[PATCH v4] x86/tsc: Use topology_max_packages() to get package number

Feng Tang posted 1 patch 1 year, 6 months ago
arch/x86/kernel/cpu/topology.c | 5 ++++-
arch/x86/kernel/tsc.c          | 7 ++-----
2 files changed, 6 insertions(+), 6 deletions(-)
[PATCH v4] x86/tsc: Use topology_max_packages() to get package number
Posted by Feng Tang 1 year, 6 months ago
Commit b50db7095fe0 ("x86/tsc: Disable clocksource watchdog for TSC
on qualified platorms") was introduced to solve problem that
sometimes TSC clocksource is wrongly judged as unstable by watchdog
like 'jiffies', HPET, etc.

In it, the hardware package number is a key factor for judging whether
to disable the watchdog for TSC, and 'nr_online_nodes' was chosen due
to, at that time (kernel v5.1x), it is available in early boot phase
before registering 'tsc-early' clocksource, where all non-boot CPUs are
not brought up yet.

Dave and Rui pointed out there are many cases in which 'nr_online_nodes'
is cheated and not accurate, like:

* SNC (sub-numa cluster) mode enabled
* numa emulation (numa=fake=8 etc.)
* numa=off
* platforms with CPU-less HBM nodes, CPU-less Optane memory nodes.
* 'maxcpus=' cmdline setup, where chopped CPUs could be onlined later
* 'nr_cpus=', 'possible_cpus=' cmdline setup, where chopped CPUs can
  not be onlined after boot

The SNC case is the most user-visible case, as many CSP (Cloud Service
Provider) enable this feature in their server fleets. When SNC3 enabled,
a 2 socket machine will appear to have 6 NUMA nodes, and get impacted
by the issue in reality.

Thomas' recent patchset of refactoring x86 topology code improves
topology_max_packages() greatly, by making it more accurate and
available in early boot phase, which works well in most of the above
cases.

The only exceptions are 'nr_cpus=' and 'possible_cpus=' setup, which
may under-estimate the package number. As during topology setup, the
boot CPU iterates through all enumerated APIC IDs and either accepts
or rejects the APIC ID. For accepted IDs, it figures out which bits of
the ID map to the package number.  It tracks which package numbers have
been seen in a bitmap.  topology_max_packages() just returns the number
of bits set in that bitmap.

'nr_cpus=' and 'possible_cpus=' can cause more APIC IDs to be rejected
and can artificially lower the number of bits in the package bitmap
and thus topology_max_packages().  This means that, for example, a
system with 8 physical packages might reject all the CPUs on 6 of those
packages and be left with only 2 packages and 2 bits set in the package
bitmap. It needs the TSC watchdog, but would disable it anyway.  This
isn't ideal, but it only happens for debug-oriented options. This is
fixable by tracking the package numbers for rejected CPUs.  But it's
not worth the trouble for debugging.

So use topology_max_packages() to replace nr_online_nodes().

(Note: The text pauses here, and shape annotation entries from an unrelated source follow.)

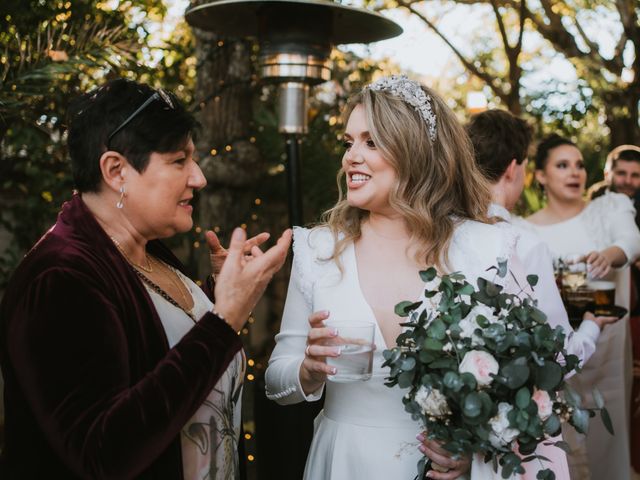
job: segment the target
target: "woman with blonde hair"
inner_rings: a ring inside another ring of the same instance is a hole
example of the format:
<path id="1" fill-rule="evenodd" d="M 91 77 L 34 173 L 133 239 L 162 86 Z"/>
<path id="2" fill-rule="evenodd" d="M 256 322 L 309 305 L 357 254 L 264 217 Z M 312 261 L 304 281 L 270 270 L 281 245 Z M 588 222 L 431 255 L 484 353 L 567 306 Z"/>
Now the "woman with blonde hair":
<path id="1" fill-rule="evenodd" d="M 382 78 L 349 101 L 344 118 L 340 198 L 325 223 L 294 231 L 267 396 L 285 405 L 316 401 L 326 387 L 305 479 L 411 479 L 423 454 L 444 467 L 430 478 L 458 478 L 469 460 L 424 439 L 402 408 L 402 390 L 384 385 L 382 351 L 401 332 L 394 306 L 423 298 L 420 270 L 436 265 L 477 278 L 497 257 L 515 258 L 516 238 L 488 223 L 490 194 L 470 141 L 431 89 Z M 326 382 L 336 373 L 327 357 L 340 355 L 324 345 L 337 334 L 327 319 L 374 322 L 369 381 Z"/>

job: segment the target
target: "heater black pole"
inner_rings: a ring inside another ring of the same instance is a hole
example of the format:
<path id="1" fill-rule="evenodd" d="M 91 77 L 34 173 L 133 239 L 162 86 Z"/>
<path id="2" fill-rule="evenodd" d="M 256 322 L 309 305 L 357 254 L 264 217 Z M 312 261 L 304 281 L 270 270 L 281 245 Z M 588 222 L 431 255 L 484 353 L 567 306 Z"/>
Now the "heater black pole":
<path id="1" fill-rule="evenodd" d="M 289 191 L 289 224 L 304 225 L 302 216 L 302 190 L 300 166 L 300 138 L 285 135 L 287 150 L 287 189 Z"/>

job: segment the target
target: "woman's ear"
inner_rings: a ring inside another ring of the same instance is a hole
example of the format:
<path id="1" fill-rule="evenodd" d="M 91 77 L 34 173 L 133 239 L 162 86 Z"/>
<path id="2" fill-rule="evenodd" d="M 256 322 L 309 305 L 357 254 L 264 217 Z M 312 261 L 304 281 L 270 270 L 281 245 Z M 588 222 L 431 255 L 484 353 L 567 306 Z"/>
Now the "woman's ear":
<path id="1" fill-rule="evenodd" d="M 127 159 L 113 150 L 107 150 L 100 157 L 102 180 L 112 190 L 118 192 L 125 182 Z"/>

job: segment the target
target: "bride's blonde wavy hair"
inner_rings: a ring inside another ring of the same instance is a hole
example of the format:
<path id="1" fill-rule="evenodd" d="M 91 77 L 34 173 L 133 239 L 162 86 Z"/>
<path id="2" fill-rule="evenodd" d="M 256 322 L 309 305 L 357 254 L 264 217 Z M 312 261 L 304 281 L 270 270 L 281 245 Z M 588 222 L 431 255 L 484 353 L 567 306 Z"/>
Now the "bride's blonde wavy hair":
<path id="1" fill-rule="evenodd" d="M 436 116 L 433 142 L 420 114 L 387 91 L 365 88 L 349 99 L 342 116 L 346 125 L 353 109 L 364 107 L 371 138 L 397 172 L 389 203 L 418 242 L 416 260 L 442 270 L 448 266 L 449 244 L 457 222 L 469 219 L 492 223 L 487 219 L 491 194 L 474 160 L 471 141 L 455 114 L 433 90 L 421 87 L 431 98 Z M 344 177 L 341 168 L 337 176 L 338 202 L 322 217 L 335 240 L 329 260 L 336 262 L 346 246 L 360 238 L 362 221 L 368 217 L 367 211 L 347 203 Z"/>

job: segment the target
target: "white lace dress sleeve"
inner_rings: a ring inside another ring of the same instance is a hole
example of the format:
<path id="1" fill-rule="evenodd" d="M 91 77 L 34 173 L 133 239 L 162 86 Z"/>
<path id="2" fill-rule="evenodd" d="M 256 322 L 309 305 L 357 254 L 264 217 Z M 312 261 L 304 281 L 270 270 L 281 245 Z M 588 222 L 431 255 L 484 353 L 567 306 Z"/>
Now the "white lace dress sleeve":
<path id="1" fill-rule="evenodd" d="M 331 254 L 333 242 L 326 229 L 294 228 L 293 268 L 276 347 L 265 375 L 267 398 L 281 405 L 319 400 L 323 387 L 305 395 L 300 385 L 300 365 L 313 313 L 313 285 L 322 259 Z"/>
<path id="2" fill-rule="evenodd" d="M 635 222 L 636 209 L 626 195 L 607 192 L 593 200 L 585 209 L 585 221 L 600 239 L 601 249 L 620 248 L 627 257 L 624 266 L 640 256 L 640 231 Z M 622 267 L 620 267 L 622 268 Z"/>

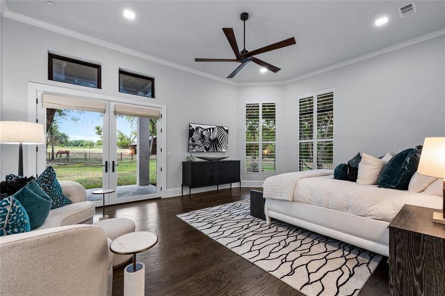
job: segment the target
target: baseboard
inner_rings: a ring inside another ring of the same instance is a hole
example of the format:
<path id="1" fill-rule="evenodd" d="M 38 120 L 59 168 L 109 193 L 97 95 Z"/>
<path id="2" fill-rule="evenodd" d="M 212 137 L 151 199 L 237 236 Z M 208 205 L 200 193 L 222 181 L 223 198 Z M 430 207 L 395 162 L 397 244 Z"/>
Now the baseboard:
<path id="1" fill-rule="evenodd" d="M 241 187 L 261 187 L 264 181 L 241 181 Z M 239 187 L 239 183 L 232 183 L 232 187 Z M 227 189 L 230 188 L 230 184 L 223 184 L 219 185 L 219 189 Z M 207 191 L 216 190 L 216 186 L 209 186 L 208 187 L 201 187 L 201 188 L 195 188 L 192 189 L 192 194 L 205 192 Z M 189 194 L 189 187 L 184 186 L 184 195 Z M 181 187 L 172 188 L 167 189 L 166 197 L 173 197 L 173 196 L 179 196 L 181 195 Z"/>

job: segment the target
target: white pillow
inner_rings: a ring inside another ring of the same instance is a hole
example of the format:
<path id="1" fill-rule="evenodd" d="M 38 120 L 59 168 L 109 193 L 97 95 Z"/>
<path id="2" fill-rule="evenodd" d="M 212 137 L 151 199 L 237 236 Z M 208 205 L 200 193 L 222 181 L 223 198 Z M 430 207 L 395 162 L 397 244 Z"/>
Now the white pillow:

Reported-by: Dave Hansen <dave.hansen@linux.intel.com>
Closes: https://lore.kernel.org/lkml/a4860054-0f16-6513-f121-501048431086@intel.com/
Signed-off-by: Feng Tang <feng.tang@intel.com>
Reviewed-by: Waiman Long <longman@redhat.com>
---
Hi all,

For warning about possible compromise due to 'nr_cpus=' and 'possible_cpus=',
one alternative is to check whether these has been setup in cmdline inside
tsc.c and warn there. 

Changelog:
 
  Since v3:
  * Rebase against v6.11-rc1
  * Add reviewed tag from Waiman
  * Refine the commmit log with user reported SNC3 bug info

  Since v2:
  * Use 'pr_info' to replace 'pr_warn' which could panic system
    if 'panic_on_warn=1' kcmdline parameter is on (Waiman)

  Since v1:
  * Use Dave's detailed elaboration about 'nr_cpus=', 'possible_cpus='
    possibly compromising '__max_logical_packages' in commit log
  * Fix typos and inaccuracy (Rui and Longman)

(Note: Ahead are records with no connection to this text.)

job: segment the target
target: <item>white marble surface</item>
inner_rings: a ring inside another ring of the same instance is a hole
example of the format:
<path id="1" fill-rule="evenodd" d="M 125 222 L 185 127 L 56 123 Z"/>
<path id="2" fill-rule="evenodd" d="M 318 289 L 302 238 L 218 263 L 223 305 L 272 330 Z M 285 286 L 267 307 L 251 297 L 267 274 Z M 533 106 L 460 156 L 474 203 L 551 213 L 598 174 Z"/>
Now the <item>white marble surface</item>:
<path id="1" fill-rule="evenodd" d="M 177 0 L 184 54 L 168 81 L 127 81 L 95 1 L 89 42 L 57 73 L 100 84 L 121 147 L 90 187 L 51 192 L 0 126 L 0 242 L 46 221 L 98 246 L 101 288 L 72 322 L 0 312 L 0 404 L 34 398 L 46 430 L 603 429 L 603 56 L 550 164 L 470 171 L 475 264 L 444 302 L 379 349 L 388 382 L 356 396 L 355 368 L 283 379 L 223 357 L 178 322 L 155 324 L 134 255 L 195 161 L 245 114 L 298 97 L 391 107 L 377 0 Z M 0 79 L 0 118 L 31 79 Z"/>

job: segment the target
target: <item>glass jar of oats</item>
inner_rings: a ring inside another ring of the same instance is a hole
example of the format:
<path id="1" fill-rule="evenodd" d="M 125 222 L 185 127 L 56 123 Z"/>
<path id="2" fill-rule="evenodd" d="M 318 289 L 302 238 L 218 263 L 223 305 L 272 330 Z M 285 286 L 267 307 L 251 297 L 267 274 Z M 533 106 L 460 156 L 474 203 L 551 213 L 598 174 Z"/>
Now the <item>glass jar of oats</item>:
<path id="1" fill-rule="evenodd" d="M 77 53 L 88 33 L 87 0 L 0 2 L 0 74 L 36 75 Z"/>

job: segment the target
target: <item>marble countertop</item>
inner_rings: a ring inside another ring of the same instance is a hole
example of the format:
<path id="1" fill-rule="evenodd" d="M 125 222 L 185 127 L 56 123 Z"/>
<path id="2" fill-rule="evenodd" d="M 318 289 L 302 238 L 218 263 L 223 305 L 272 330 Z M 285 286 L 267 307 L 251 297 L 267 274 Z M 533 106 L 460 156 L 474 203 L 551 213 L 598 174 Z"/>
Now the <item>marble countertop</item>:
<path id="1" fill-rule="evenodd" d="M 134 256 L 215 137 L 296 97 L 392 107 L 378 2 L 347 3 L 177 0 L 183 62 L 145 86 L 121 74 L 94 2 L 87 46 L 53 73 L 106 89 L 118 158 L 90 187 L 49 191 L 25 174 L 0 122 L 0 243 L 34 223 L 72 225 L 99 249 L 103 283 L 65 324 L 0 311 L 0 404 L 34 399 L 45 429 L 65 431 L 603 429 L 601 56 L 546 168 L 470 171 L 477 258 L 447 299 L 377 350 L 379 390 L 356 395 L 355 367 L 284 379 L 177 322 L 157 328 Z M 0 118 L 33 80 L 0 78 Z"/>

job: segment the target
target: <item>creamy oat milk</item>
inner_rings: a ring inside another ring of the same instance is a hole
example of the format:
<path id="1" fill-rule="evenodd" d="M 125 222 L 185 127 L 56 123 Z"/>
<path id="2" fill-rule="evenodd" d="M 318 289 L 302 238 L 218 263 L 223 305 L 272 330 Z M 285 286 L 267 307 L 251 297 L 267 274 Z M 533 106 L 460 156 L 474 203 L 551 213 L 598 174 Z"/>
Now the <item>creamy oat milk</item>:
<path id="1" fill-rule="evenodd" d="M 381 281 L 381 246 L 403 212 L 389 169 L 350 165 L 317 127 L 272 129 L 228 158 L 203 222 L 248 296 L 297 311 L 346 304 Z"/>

 arch/x86/kernel/cpu/topology.c | 5 ++++-
 arch/x86/kernel/tsc.c          | 7 ++-----
 2 files changed, 6 insertions(+), 6 deletions(-)

diff --git a/arch/x86/kernel/cpu/topology.c b/arch/x86/kernel/cpu/topology.c
index 621a151ccf7d..5603aef16bf9 100644
--- a/arch/x86/kernel/cpu/topology.c
+++ b/arch/x86/kernel/cpu/topology.c
@@ -521,8 +521,11 @@ void __init topology_init_possible_cpus(void)
 	pr_info("Num. threads per package: %3u\n", __num_threads_per_package);
 
 	pr_info("Allowing %u present CPUs plus %u hotplug CPUs\n", assigned, disabled);
-	if (topo_info.nr_rejected_cpus)
+	if (topo_info.nr_rejected_cpus) {
 		pr_info("Rejected CPUs %u\n", topo_info.nr_rejected_cpus);
+		if (__max_logical_packages <= 4)
+			pr_info("TSC might be buggered due to the rejected CPUs\n");
+	}
 
 	init_cpu_present(cpumask_of(0));
 	init_cpu_possible(cpumask_of(0));
diff --git a/arch/x86/kernel/tsc.c b/arch/x86/kernel/tsc.c
index d4462fb26299..e6efe3a8dd5e 100644
--- a/arch/x86/kernel/tsc.c
+++ b/arch/x86/kernel/tsc.c
@@ -1253,15 +1253,12 @@ static void __init check_system_tsc_reliable(void)
 	 *  - TSC which does not stop in C-States
 	 *  - the TSC_ADJUST register which allows to detect even minimal
 	 *    modifications
-	 *  - not more than two sockets. As the number of sockets cannot be
-	 *    evaluated at the early boot stage where this has to be
-	 *    invoked, check the number of online memory nodes as a
-	 *    fallback solution which is an reasonable estimate.
+	 *  - not more than four packages
 	 */
 	if (boot_cpu_has(X86_FEATURE_CONSTANT_TSC) &&
 	    boot_cpu_has(X86_FEATURE_NONSTOP_TSC) &&
 	    boot_cpu_has(X86_FEATURE_TSC_ADJUST) &&
-	    nr_online_nodes <= 4)
+	    topology_max_packages() <= 4)
 		tsc_disable_clocksource_watchdog();
 }
 
-- 
2.34.1
Re: [PATCH v4] x86/tsc: Use topology_max_packages() to get package number
Posted by Thomas Gleixner 1 year, 6 months ago
On Mon, Jul 29 2024 at 10:12, Feng Tang wrote:
>  	pr_info("Allowing %u present CPUs plus %u hotplug CPUs\n", assigned, disabled);
> -	if (topo_info.nr_rejected_cpus)
> +	if (topo_info.nr_rejected_cpus) {
>  		pr_info("Rejected CPUs %u\n", topo_info.nr_rejected_cpus);
> +		if (__max_logical_packages <= 4)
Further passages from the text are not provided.